Inferentially, ease of adaptability to change, ability to harness available resources, contemplation, consultation, and awesome courage to adopt or adapt are, clearly, essential guiding values of the Nkanangs’.

Different people have varying interpretations of family value irrespective of whether they are priests or pirates, paupers or princes, Knights or rogues. Elder Gabriel Emmanuel Nkanang as the patriarch of Nkanang family defined the how and what of the family and this involved the ideals of how they family aspiration to excel and how such aspirations impact other people and the society at large.
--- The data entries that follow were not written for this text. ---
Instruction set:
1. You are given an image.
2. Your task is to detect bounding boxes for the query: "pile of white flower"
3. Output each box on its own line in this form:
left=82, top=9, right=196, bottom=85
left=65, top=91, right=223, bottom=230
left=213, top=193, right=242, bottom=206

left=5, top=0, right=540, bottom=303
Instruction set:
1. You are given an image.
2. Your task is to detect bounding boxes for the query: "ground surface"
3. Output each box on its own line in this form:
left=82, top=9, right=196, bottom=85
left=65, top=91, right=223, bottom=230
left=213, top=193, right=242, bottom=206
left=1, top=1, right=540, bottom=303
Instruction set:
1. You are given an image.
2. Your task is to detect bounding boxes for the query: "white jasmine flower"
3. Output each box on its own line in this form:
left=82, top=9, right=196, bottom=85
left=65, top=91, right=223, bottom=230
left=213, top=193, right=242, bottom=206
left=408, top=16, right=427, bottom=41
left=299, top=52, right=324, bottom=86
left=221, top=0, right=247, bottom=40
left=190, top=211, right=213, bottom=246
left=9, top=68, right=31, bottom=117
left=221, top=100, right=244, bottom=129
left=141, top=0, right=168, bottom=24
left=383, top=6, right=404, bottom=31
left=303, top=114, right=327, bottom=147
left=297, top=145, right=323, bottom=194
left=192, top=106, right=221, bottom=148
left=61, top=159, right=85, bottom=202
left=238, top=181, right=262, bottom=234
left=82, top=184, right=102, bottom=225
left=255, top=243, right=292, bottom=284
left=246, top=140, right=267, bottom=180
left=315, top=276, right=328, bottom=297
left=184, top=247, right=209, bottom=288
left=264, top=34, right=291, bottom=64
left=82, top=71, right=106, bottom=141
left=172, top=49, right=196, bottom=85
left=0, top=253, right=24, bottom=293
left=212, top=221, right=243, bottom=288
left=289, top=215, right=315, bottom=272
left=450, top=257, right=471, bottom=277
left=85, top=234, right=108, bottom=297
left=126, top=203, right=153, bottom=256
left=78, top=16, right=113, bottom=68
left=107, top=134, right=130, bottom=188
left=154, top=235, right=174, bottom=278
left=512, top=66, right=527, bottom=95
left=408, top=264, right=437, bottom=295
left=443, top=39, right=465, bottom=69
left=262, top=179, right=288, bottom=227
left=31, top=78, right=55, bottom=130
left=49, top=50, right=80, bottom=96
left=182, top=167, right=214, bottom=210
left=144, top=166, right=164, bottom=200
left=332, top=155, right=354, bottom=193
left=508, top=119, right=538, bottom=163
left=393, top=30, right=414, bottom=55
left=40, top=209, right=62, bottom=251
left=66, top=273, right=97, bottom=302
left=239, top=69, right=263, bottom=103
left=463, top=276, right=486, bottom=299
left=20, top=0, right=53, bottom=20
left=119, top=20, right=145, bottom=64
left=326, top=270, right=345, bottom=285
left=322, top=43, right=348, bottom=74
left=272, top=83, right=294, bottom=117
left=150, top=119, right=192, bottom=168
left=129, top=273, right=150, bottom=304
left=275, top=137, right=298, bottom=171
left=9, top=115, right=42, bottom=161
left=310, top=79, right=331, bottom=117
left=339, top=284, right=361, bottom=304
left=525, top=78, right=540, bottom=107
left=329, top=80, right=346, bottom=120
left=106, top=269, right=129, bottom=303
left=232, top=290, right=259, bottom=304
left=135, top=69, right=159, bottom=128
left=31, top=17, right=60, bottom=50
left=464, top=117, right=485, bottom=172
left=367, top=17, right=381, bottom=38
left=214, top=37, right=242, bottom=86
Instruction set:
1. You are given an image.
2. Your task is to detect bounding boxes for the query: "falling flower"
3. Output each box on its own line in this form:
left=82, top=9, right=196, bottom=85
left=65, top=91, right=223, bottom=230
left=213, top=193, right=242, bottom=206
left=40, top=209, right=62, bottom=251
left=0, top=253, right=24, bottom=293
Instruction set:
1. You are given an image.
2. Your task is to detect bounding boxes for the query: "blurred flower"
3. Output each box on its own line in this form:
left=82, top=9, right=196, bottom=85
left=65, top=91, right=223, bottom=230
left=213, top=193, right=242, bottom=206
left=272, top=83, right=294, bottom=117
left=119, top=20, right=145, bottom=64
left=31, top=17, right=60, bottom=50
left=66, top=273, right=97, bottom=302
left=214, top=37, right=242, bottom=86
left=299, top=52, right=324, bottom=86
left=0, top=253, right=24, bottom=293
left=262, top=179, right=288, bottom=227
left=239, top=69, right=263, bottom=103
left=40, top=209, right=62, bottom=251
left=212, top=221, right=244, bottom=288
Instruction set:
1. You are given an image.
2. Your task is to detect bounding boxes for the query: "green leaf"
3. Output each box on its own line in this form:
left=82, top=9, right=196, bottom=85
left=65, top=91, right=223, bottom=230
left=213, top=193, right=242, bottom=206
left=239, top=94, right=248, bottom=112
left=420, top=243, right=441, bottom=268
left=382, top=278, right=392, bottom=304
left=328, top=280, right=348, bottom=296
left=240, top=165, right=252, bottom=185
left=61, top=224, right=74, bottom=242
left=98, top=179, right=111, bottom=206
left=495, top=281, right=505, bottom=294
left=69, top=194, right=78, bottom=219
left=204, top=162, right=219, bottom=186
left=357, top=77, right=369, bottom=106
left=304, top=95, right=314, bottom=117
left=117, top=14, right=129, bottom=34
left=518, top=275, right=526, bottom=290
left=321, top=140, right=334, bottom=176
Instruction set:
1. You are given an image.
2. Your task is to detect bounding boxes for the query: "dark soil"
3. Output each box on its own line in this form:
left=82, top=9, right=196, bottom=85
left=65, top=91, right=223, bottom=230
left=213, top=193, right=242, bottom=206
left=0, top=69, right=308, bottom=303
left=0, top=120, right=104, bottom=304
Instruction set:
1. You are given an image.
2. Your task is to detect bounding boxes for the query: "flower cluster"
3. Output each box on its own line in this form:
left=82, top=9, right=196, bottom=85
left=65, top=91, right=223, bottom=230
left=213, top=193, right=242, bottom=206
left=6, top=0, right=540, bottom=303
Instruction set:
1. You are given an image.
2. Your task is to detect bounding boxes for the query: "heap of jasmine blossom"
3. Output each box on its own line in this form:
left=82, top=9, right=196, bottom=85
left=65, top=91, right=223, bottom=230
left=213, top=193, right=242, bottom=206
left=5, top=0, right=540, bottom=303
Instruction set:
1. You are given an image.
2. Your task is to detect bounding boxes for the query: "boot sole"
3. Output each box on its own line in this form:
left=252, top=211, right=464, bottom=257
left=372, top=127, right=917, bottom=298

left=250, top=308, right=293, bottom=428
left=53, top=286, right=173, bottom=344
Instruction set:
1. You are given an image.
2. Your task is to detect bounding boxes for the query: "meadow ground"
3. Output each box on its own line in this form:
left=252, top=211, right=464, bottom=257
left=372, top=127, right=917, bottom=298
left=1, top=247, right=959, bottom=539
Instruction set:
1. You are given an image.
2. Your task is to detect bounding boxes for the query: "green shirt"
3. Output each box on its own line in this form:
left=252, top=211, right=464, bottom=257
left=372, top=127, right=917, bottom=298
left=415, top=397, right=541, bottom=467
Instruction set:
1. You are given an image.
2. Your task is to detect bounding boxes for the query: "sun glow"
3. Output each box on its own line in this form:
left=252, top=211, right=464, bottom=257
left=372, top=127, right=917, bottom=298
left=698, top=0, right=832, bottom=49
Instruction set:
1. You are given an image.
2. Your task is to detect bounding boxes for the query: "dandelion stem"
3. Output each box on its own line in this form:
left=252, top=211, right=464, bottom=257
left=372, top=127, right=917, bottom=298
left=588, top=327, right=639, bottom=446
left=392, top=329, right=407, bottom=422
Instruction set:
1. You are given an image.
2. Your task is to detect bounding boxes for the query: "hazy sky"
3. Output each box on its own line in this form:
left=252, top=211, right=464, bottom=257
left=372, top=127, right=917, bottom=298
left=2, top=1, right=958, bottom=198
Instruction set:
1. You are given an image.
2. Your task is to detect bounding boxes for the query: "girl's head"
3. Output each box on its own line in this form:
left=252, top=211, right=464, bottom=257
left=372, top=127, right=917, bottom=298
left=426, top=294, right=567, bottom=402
Inter alia, these values include, but are not limited to, honesty, trustworthiness, courage, resilience, value-addition, taking responsibility and above all, leaving/giving all to God Almighty.

Elder Gabriel Emmanuel Nkanang is survived by six children, twenty-two grandchildren and six great grandchild who are the extant and emerging custodians and advocates of the family values.

Elder Gabriel Emmanuel Nkanang’s persona, evidently, creates a strong appeal for the old and young as well as upcoming families and is an expressive testament to a life of commitment, sacrifice, empath and love and emblematizes all the accoutrements of a life lived for, by and with God.

Pa’s earthy sojourn ended at about 4:30am on December 1, 2019 and until he transited in his sleep after an evening exchanging banters with everyone around him, he carried a smile and infectious hope, one of which was to spend the 2019 Christmas holiday with family members in Awa-Iman; God overruled him and opted that Pa spent the Christmas at His bosom.